Makanan Bergizi Gratis dan Ambisi Generasi Emas 2045
FOTO DOK. HARIAN DISWAY --
Oleh: Anwar Ma’ruf Guru Besar Fakultas Kedokteran Hewan Universitas Airlangga.
NARASI tentang generasi emas sudah tak asing terdengar di telinga kita, terutama diucapkan kelompok elite yang sedang mengajak masyarakat untuk membangun mimpi kejayaan Indonesia pada 2045. Salah satu target yang ingin dicapai pada masa ”kejayaan” itu adalah lahirnya generasi unggul.
Pemerintah menyadari bahwa cara untuk mencetak generasi yang dapat diandalkan adalah melalui peningkatan kualitas dan kapasitas sumber daya manusia itu sendiri.

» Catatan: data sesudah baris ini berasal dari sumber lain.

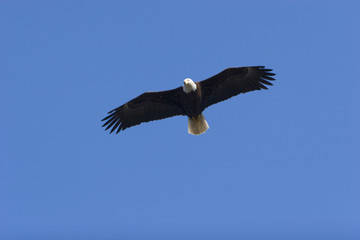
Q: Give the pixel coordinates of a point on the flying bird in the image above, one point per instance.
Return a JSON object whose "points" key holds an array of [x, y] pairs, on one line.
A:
{"points": [[189, 100]]}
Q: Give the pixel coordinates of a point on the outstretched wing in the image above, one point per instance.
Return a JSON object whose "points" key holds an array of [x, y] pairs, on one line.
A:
{"points": [[233, 81], [147, 107]]}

Salah satu cara yang digunakannya adalah melalui program Makan Bergizi Gratis (MBG).
Pemerintah berdalih bahwa generasi sehat merupakan fondasi untuk mencetak generasi unggul. Maka, MBG adalah program yang digadang-gadang akan menjadi instrumen penting dalam mencetak generasi emas tahun 2045.
Menurut Qomarullah dkk (2025), MBG berpotensi dapat menurunkan angka tengkes dan malanutrisi pada anak sekolah.

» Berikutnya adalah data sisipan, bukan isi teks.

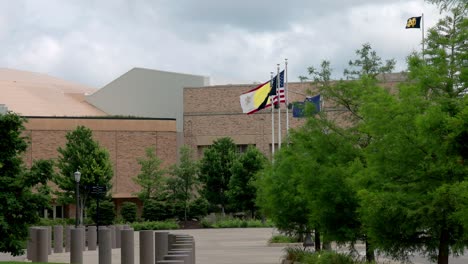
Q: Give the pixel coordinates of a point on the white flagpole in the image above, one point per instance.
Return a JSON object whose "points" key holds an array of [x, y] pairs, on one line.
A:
{"points": [[422, 31], [272, 120], [279, 107], [287, 96]]}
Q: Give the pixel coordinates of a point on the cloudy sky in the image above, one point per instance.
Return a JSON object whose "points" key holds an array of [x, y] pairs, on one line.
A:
{"points": [[236, 41]]}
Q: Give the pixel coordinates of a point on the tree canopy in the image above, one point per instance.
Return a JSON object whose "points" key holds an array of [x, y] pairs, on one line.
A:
{"points": [[215, 171], [84, 154], [23, 191]]}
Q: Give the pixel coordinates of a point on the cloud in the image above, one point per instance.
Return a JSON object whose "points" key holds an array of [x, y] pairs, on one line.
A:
{"points": [[93, 42]]}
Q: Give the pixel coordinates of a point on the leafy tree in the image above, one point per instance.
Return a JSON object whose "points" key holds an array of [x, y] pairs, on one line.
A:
{"points": [[215, 171], [185, 179], [155, 210], [279, 197], [106, 212], [416, 161], [129, 212], [242, 190], [20, 204], [151, 178], [82, 153]]}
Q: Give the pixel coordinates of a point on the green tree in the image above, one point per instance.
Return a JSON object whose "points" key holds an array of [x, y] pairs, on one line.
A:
{"points": [[152, 176], [215, 171], [416, 160], [242, 190], [185, 179], [106, 212], [82, 153], [20, 203], [279, 196], [128, 211]]}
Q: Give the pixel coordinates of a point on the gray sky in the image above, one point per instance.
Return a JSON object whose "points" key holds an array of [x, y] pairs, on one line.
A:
{"points": [[94, 42]]}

Sebagai masyarakat sipil, kita perlu memberikan sejumlah catatan kritis yang tak boleh diabaikan agar program itu bukan sekadar ”gula-gula” pemerintahan. Mengingat, belakangan ini MBG sedang banyak disorot karena banyaknya ”konsumen” yang keracunan.
Menurut catatan Jaringan Pemantau Pendidikan Indonesia (JPPI), sejak Januari hingga September 2025, sudah ada 6.452 kasus keracunan terkait MBG di 18 provinsi. Catatan merah itu sebaiknya menjadi momentum untuk mengevaluasi program unggulan tersebut agar tak ada korban jiwa selanjutnya.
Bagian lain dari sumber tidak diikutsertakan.